Robert Weissberg, a professor emeritus of political science at the University of Illinois at Urbana-Champaign, told The Epoch Times that nowadays, the poor are free to ignore the law.

“This recalls two legal terms: diplomatic immunity and extra-territoriality,” Weissberg said.

“Moreover, the idea that some people are immune to the law seems to be spreading. There is a total inversion of the old idea of one law for the rich, another for the poor. Now it’s one law for the rich, no law for the poor.”

John Sandweg, a former acting ICE director, told reporters the decision, which currently applies only to states such as California within the 9th Circuit of the U.S. Court of Appeals, is likely to make it more difficult for ICE to do its job.

“I think it’s a strong rebuke of ICE and the way in which they’re doing these worksite operations,” Sandweg said. “They’re just going to need to modify their behavior. It’s going to require ICE to be more candid in the warrants that their real targets are the undocumented workers, in order to avoid this.”

The 31-page opinion by a three-judge panel of the often-overturned 9th Circuit Court of Appeals concerned illegal alien Gregorio Perez Cruz. The decision, published June 13, came after Perez, a Mexican national who entered the United States unlawfully in 1994, appealed an unfavorable ruling by the Board of Immigration Appeals.

Judge Marsha Berzon, appointed by President Bill Clinton in 2000, wrote the court opinion.

Berzon held that ICE agents were not allowed to carry out pre-planned mass detentions, interrogations, and arrests at a workplace, in the absence of individualized reasonable suspicion.
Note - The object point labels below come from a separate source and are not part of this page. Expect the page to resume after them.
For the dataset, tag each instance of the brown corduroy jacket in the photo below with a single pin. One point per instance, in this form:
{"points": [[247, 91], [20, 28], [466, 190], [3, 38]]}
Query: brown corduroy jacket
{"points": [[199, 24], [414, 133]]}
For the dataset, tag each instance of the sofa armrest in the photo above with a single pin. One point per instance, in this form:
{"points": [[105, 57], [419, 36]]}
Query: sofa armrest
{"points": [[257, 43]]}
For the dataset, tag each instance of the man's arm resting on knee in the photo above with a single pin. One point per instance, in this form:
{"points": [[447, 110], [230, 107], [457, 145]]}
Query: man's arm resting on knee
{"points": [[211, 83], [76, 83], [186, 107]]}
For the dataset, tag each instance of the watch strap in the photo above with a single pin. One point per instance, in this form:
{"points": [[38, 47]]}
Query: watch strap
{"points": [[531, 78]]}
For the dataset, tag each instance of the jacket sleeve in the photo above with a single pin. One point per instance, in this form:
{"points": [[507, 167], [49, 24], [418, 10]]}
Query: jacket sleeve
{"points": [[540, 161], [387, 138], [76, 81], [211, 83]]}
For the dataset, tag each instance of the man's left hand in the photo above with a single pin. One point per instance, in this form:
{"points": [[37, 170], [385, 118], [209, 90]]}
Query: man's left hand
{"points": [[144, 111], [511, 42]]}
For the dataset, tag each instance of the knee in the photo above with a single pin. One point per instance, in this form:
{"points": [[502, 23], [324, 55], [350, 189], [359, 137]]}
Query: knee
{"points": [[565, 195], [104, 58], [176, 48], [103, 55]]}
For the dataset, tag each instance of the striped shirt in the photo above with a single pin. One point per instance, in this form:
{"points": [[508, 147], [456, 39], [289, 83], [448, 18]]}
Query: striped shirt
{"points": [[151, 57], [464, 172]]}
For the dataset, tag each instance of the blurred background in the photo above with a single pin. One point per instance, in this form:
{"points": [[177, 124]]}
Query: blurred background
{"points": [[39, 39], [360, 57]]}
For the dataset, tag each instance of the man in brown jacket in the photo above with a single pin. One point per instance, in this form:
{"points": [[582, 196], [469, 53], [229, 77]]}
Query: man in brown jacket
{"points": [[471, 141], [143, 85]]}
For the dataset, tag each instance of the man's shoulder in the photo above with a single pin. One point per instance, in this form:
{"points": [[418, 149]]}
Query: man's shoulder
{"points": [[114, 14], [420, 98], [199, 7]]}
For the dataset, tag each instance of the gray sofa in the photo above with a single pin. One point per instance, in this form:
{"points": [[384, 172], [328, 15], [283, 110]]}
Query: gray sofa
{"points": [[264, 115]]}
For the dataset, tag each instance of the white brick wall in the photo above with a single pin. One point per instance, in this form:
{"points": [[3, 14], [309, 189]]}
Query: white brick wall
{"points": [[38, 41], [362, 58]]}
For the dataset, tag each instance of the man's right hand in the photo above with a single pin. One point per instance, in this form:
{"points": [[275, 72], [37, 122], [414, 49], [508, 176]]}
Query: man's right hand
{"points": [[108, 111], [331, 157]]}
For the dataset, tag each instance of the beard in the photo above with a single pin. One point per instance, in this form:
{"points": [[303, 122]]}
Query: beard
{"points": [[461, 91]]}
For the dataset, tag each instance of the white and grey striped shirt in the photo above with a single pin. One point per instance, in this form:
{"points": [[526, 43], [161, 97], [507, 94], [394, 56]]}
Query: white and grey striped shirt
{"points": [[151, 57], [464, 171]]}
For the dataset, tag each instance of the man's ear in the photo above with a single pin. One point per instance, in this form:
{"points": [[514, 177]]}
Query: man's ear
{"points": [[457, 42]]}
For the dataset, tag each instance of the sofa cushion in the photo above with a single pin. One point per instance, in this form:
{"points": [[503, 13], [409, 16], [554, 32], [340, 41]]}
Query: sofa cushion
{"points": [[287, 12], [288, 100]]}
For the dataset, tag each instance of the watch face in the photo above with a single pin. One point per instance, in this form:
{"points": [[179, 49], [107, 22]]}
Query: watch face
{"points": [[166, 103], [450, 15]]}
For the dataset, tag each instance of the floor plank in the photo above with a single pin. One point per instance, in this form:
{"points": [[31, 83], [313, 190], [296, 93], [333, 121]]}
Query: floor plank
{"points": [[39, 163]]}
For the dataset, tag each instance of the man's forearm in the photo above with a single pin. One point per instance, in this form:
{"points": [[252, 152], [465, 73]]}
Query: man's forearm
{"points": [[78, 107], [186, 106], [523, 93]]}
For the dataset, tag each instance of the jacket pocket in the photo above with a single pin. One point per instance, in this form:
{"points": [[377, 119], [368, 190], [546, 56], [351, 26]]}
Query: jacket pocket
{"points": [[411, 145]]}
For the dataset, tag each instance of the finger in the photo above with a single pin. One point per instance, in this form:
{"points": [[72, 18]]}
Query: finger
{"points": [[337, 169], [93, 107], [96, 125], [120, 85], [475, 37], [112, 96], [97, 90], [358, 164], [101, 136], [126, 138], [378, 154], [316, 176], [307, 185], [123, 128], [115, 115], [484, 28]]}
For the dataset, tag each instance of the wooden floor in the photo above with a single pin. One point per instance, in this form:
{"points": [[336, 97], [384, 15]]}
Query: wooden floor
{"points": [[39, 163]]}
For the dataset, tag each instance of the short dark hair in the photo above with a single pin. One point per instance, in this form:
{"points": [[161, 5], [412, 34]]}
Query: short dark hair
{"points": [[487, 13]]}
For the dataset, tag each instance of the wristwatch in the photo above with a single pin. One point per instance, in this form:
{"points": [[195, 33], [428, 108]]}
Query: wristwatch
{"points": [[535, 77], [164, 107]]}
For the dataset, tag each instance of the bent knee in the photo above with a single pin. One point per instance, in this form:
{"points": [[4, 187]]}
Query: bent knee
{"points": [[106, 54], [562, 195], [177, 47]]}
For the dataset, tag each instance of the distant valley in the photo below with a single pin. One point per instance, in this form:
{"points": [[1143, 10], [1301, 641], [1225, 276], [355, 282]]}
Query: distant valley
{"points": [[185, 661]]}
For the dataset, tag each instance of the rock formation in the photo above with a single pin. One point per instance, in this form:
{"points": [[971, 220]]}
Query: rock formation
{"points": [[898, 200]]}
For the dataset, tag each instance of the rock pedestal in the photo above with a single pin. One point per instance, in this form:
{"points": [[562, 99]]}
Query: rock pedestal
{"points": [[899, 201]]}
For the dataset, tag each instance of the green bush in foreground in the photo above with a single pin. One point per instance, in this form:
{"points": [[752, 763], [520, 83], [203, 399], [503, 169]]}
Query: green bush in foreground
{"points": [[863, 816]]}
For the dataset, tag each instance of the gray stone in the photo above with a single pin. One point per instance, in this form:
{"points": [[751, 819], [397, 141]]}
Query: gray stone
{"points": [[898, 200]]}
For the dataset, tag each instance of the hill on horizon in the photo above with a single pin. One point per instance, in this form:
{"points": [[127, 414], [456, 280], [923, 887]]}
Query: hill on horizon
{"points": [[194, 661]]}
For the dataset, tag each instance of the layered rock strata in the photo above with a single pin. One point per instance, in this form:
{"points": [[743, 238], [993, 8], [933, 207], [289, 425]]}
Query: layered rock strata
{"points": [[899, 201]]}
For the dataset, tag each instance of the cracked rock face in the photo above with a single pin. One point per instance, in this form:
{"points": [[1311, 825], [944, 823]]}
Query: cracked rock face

In the case at hand, Berzon determined that ICE agents carried out a plan to target 200 to 300 illegally employed factory workers at Micro Solutions Enterprises, a Van Nuys, California, maker of printer cartridges, after receiving an anonymous tip in March 2006. In February 2008, ICE agents obtained a search warrant for employment-related documents at the factory.

Documentation established to the court’s satisfaction that ICE intended from the early planning stages to turn the execution of these warrants into a more aggressive law enforcement operation. An internal ICE memo indicated the agency “[would] be conducting a search warrant and expects to make 150–200 arrests,” and that ICE would have “two buses and five vans” for potential detainees from the factory and “200 detention beds available to support the operation.”

Berzon wrote that the record contained “clear evidence … that the plan was focused on the detention of the workers, not the search for documents.”

The search warrant “authorized a search only for the employer’s records presumably, paper documents or electronic files,” she wrote. “Yet, the agents used the warrant’s authority to enter the working area and detain hundreds of workers. Why a search for records required going onto the floor of a large printer-cartridge factory is unclear.”

During the raid itself, Perez was detained, questioned, and arrested for violating immigration laws, along with about 130 other workers. Perez asked for proceedings against him to be terminated, but the Board of Immigration Appeals found his detention and interrogation didn’t violate ICE regulations or the Fourth Amendment to the Constitution.

The left-wing open-borders group known as the American Civil Liberties Union Foundation of Southern California, along with lawyer Noemi Ramirez, who represented Perez in court, cheered the ruling.

“This victory is not merely Mr. Perez’s victory,” Ramirez said, “but a victory for people that value freedom, that believe the Constitution means what it says, and for those that believe that the immigrant community is not alone in their struggle.”